The No. 1 Pick
Jadeveon Clowney expects the Texans to be on his butt: Overblown work ethic concerns squashed
Jadeveon Clowney's already been put on notice. By his new Houston Texans teammate J.J. Watt. By his new position coach Mike Vrabel. Heck, by the entire city.
And the rightful No. 1 pick in the 2014 NFL Draft seems to love it.
Clowney uses the same phrase twice in talking about his conversations with some of the most important people in his new pro football universe. In his first interaction with the Houston media, Clowney notes that both Watt and Vrabel told him they're "going to be on my butt."
"Oh yeah, I think I've got something to prove to people. I've got to prove a lot of people are wrong."
"I just got off the phone with him," Clowney says of Watt in a conference call with reporters at NRG Stadium. "He told me he's going to be on my butt when I get there."
That speaks to the increased leadership role Watt is expected to take on this younger, Bill O'Brien coached team. Of course, it also speaks to those work ethic concerns that hounded Clowney leading up to the draft.

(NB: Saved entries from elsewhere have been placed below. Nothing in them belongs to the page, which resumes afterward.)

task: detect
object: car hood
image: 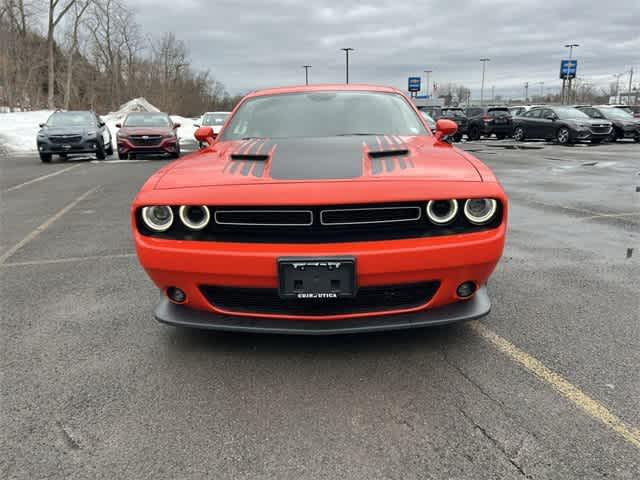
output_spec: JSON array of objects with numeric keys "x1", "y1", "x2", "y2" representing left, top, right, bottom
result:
[
  {"x1": 155, "y1": 135, "x2": 482, "y2": 189},
  {"x1": 39, "y1": 126, "x2": 95, "y2": 135},
  {"x1": 118, "y1": 127, "x2": 174, "y2": 136}
]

Just not enough to ever make the Texans think of passing on his once in a generation talent.
"We were very bullish on what we were asking for (in any potential trade for the No. 1 overall pick)" Texans general manager Rick Smith says, "because we felt so good about the pick."

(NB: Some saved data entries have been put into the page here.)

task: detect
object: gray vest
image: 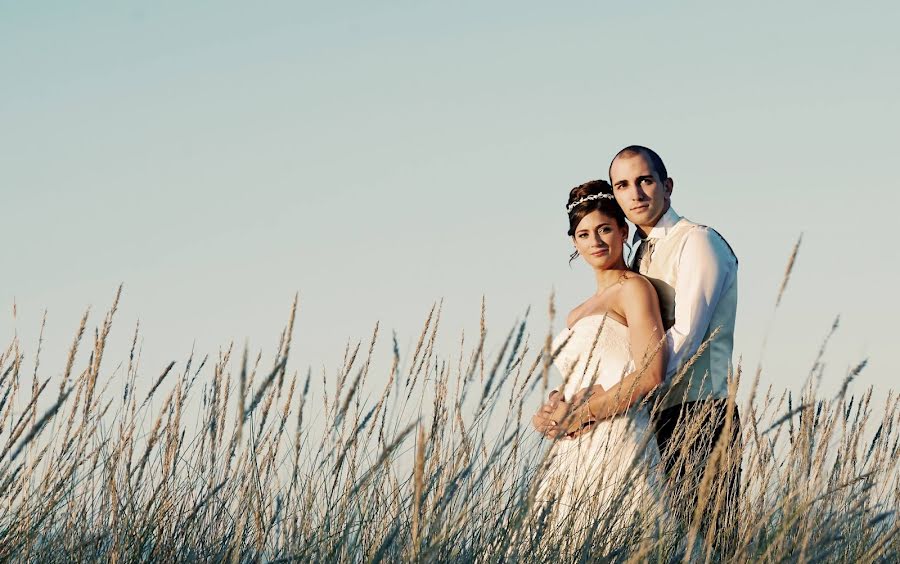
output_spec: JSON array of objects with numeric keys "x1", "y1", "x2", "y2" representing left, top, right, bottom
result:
[{"x1": 635, "y1": 218, "x2": 737, "y2": 410}]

Smith swears he harbors no doubts that the 6-foot-6, 266-pound athletic marvel will bring enough intensity to his new job.

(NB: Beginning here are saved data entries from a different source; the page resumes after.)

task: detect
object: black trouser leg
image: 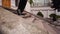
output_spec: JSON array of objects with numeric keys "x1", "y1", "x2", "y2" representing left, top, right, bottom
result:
[
  {"x1": 17, "y1": 0, "x2": 27, "y2": 15},
  {"x1": 17, "y1": 9, "x2": 21, "y2": 15},
  {"x1": 17, "y1": 9, "x2": 24, "y2": 15},
  {"x1": 15, "y1": 0, "x2": 18, "y2": 6}
]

"He wants to be great," Smith says. "He was the No. 1 player coming out of high school. He wanted to be No. 1 in the draft because he wants to be great."
Mission accomplished. Now he just needs to live up to that talent from day one. All eyes will be on Clowney when the Texans open the new season at home against Robert Griffin III and the Washington Redskins on Sept. 7.
"Oh yeah, I think I've got something to prove to people," Clowney says. "I've got to prove a lot of people are wrong."
Clowney will wear No. 90 with the Texans (the same number he wore in high school since his No. 7 college number isn't available to college players) and he'll play outside linebacker in Romeo Crennel's often innovative defensive schemes — the better to unleash his pass rushing talents.
He'll have a number of Texans pushing him to reach his full dominant potential — from Watt to Vrabel to former South Carolina teammate D.J. Swearinger to confidant (and fellow South Carolina man) Johnathan Joseph, who texted Clowney once a week during the long draft buildup. Despite the belief that O'Brien is a quarterback man, the new coach also made sure to weigh in with his support.
"Bill O'Brien told me he wanted me," Clowney says.
Clowney's headed to Houston. To work.